Richtigerweise müsste die in § 5 genannte Bestimmung eine  Ausnahme von der Verpflichtung zur Erstellung eines Energieausweises betreffen und nicht eine Ausnahme von der Informations- bzw Vorlage- und Aushändigungspflicht.

Kritisiert wird, dass die Statuierung von Ausnahmen in der Richtlinie wesentlich weiter gefasst sind als die im Entwurf geplante Regelung. Besonders hart würde sich dies vor allem für Eigentümer denkmalgeschützter Gebäude sowie für Eigentümer von Gebäuden mit gegliederter Fassade auswirken. Gebäude dieser Art können niemals einen Energiestatus wie ein neues Gebäude erlangen. Eine diesbezügliche Exemtion ist daher erforderlich.

Der angegebene Katalog von Ausnahmen sollte vollständigkeitshalber auch um kurzfristige Vermietungen – etwa zu Ferienzwecken – ergänzt werden (siehe dazu die Erläuternden Bemerkungen zu § 2 Z 5 des Entwurfes).

§6

Bedenklich erscheint, dass energietechnische Eigenschaften eines zehn Jahre alten Gebäudes als bedungene Eigenschaft statuiert werden.

§ 7

Der Formulierung dieses Wahlrechts kann keinesfalls zugestimmt werden, weil eine schikanöse Rechtsausübung nicht ausgeschlossen ist.  Mit einer gerichtlichen Geltendmachung müsste  jedenfalls das Auslangen gefunden werden.

§ 9

In Ergänzung zu den bereits zu §§ 3 und 4 vorgebrachten Bedenken werden die Folgen der Unterlassung der Bekanntgabe von Energiekennzahlen in Inseraten überdies zu einer Anzeigenflut und damit zu einer massiven Überlastung der Verwaltung führen, sofern dieser Straftatbestand tatsächlich vollzogen werden soll. Die Effektivität dieser Maßnahme aus spezialpräventiver Sicht ist vor allem bei privaten Verkäufern stark in Zweifel zu ziehen.

Abs 1

Die Normierung von Verwaltungsstraftatbeständen mit einer Geldstrafe bis zu € 1450 für das Unterlassen der Bekanntgabe der Energieeffizienzklasse im Zuge einer Anzeige entspricht nicht dem Grundsatz der Verhältnismäßigkeit (vgl dazu Artikel 27 der derzeit geltenden Richtlinie).
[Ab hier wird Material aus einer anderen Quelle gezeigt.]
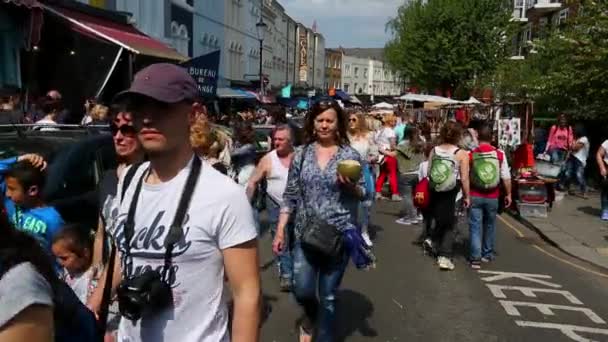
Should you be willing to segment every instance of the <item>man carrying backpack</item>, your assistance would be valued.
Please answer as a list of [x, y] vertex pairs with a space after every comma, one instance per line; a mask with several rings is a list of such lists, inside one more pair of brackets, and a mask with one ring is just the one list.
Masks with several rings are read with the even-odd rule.
[[[479, 146], [471, 151], [471, 211], [469, 239], [471, 268], [494, 259], [496, 215], [500, 182], [504, 184], [505, 206], [511, 205], [511, 171], [505, 153], [490, 144], [492, 128], [483, 125], [478, 131]], [[483, 230], [482, 230], [483, 227]]]

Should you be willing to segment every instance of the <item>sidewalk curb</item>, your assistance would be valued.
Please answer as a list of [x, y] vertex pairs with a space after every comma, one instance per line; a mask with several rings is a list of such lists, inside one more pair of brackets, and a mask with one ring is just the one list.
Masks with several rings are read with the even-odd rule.
[[[551, 246], [557, 248], [558, 250], [560, 250], [562, 253], [569, 255], [577, 260], [580, 260], [582, 262], [585, 262], [587, 264], [593, 265], [594, 267], [598, 267], [603, 271], [608, 271], [608, 267], [605, 265], [600, 265], [594, 261], [591, 261], [587, 258], [584, 258], [582, 256], [576, 255], [574, 253], [571, 253], [569, 251], [567, 251], [566, 249], [564, 249], [562, 246], [560, 246], [560, 244], [558, 244], [557, 242], [553, 241], [549, 236], [547, 236], [547, 234], [545, 234], [545, 232], [543, 232], [541, 229], [539, 229], [538, 227], [536, 227], [532, 222], [528, 221], [527, 219], [525, 219], [524, 217], [520, 216], [518, 213], [516, 212], [512, 212], [511, 210], [505, 210], [504, 213], [508, 214], [510, 217], [512, 217], [514, 220], [516, 220], [517, 222], [519, 222], [520, 224], [522, 224], [523, 226], [525, 226], [526, 228], [532, 230], [533, 232], [535, 232], [536, 234], [538, 234], [540, 236], [541, 239], [543, 239], [543, 241], [547, 242], [548, 244], [550, 244]], [[582, 247], [585, 247], [591, 251], [593, 251], [593, 253], [597, 253], [595, 250], [593, 250], [593, 248], [584, 246], [581, 244]]]

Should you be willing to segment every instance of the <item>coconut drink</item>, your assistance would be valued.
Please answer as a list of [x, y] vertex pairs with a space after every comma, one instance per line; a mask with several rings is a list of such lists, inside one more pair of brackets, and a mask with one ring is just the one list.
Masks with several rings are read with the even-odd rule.
[[361, 163], [351, 159], [342, 160], [338, 163], [338, 173], [352, 182], [357, 182], [361, 178]]

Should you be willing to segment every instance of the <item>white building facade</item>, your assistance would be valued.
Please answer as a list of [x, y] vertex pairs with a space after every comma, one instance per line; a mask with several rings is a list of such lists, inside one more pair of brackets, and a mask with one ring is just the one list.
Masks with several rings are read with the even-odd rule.
[[[78, 1], [131, 13], [139, 30], [185, 56], [198, 57], [220, 50], [220, 87], [259, 82], [260, 40], [256, 24], [262, 19], [267, 25], [262, 53], [267, 88], [286, 84], [323, 87], [325, 38], [296, 22], [277, 0]], [[302, 46], [306, 48], [303, 54]], [[303, 67], [306, 74], [300, 77]]]
[[340, 49], [342, 90], [353, 95], [398, 96], [403, 82], [383, 61], [383, 49]]

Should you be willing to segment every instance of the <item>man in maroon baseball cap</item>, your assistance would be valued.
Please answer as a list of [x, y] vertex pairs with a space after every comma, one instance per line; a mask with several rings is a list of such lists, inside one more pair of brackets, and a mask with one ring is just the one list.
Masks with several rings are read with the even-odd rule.
[[135, 74], [131, 87], [114, 98], [129, 100], [146, 96], [158, 102], [177, 103], [199, 98], [198, 85], [185, 68], [175, 64], [152, 64]]
[[[119, 189], [126, 174], [133, 181], [120, 201], [115, 201], [114, 217], [107, 227], [125, 259], [125, 267], [117, 271], [123, 279], [167, 267], [162, 262], [165, 238], [184, 190], [192, 189], [181, 238], [174, 245], [168, 276], [162, 279], [171, 287], [173, 301], [170, 307], [146, 312], [141, 320], [122, 319], [121, 341], [259, 339], [261, 286], [252, 208], [244, 189], [201, 161], [190, 146], [198, 96], [196, 82], [186, 69], [153, 64], [138, 72], [129, 90], [116, 97], [132, 113], [137, 137], [149, 158], [139, 167], [132, 166], [137, 168], [134, 172], [123, 172]], [[194, 186], [187, 185], [191, 175], [196, 176]], [[134, 213], [133, 238], [127, 242], [124, 227], [129, 212]], [[130, 251], [124, 248], [127, 244]], [[224, 274], [233, 289], [232, 334], [221, 295]], [[118, 282], [112, 285], [115, 289]]]

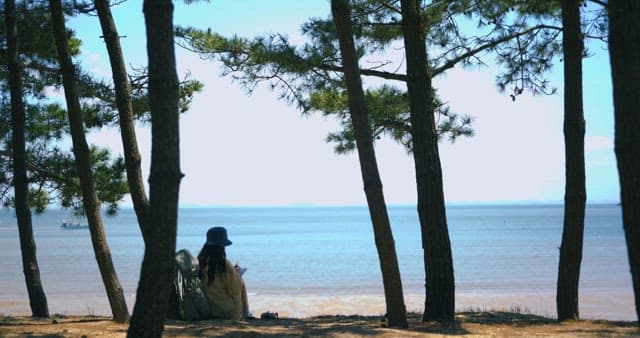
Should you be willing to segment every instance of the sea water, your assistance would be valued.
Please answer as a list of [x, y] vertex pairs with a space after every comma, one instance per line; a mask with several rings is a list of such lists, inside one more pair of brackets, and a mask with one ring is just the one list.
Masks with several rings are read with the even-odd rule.
[[[407, 309], [422, 311], [425, 269], [415, 206], [390, 206]], [[42, 283], [52, 313], [110, 314], [88, 229], [64, 230], [68, 211], [33, 217]], [[86, 221], [82, 221], [86, 224]], [[129, 307], [144, 243], [132, 210], [103, 222]], [[447, 207], [458, 310], [555, 316], [562, 205]], [[634, 320], [633, 291], [617, 205], [589, 205], [580, 276], [584, 318]], [[183, 208], [177, 248], [197, 254], [211, 226], [225, 226], [232, 262], [254, 314], [276, 311], [383, 314], [382, 277], [365, 206]], [[29, 314], [15, 214], [0, 212], [0, 313]]]

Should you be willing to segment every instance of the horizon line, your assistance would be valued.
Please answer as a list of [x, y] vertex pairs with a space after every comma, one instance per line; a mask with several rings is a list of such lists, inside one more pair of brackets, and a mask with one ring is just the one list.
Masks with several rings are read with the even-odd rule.
[[[620, 204], [616, 200], [587, 201], [586, 205], [610, 205]], [[564, 205], [562, 200], [498, 200], [498, 201], [453, 201], [445, 202], [445, 207], [455, 206], [511, 206], [511, 205]], [[388, 207], [416, 206], [416, 203], [386, 203]], [[181, 209], [205, 209], [205, 208], [308, 208], [308, 207], [367, 207], [363, 204], [330, 204], [330, 203], [281, 203], [281, 204], [179, 204]], [[124, 208], [132, 208], [126, 206]]]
Keinesfalls zugestimmt werden kann der Privilegierung  von Immobilienmaklern.

Abs 2

§ 7 Abs 1 und 2 des Entwurfs normieren bestimmte zivilrechtliche Folgen unterlassener Vorlage oder Aushändigung. Unter diesem Blickwinkel stellt sich die Frage nach der Sinnhaftigkeit sowie Notwendigkeit einer zusätzlichen Bestrafung gem § 9 Abs 2.

§ 10

Im Hinblick auf das geplante Inkrafttreten dieses Bundesgesetzes mit 1.1.2012 weist der ÖHGB daraufhin, dass noch zahlreiche Energieausweise beigebracht werden müssen  und die dafür verbleibende Zeit keinesfalls ausreichend ist. Der Zeitpunkt des Inkrafttretens sollte daher unbedingt auf den 1.1.2013 verschoben werden.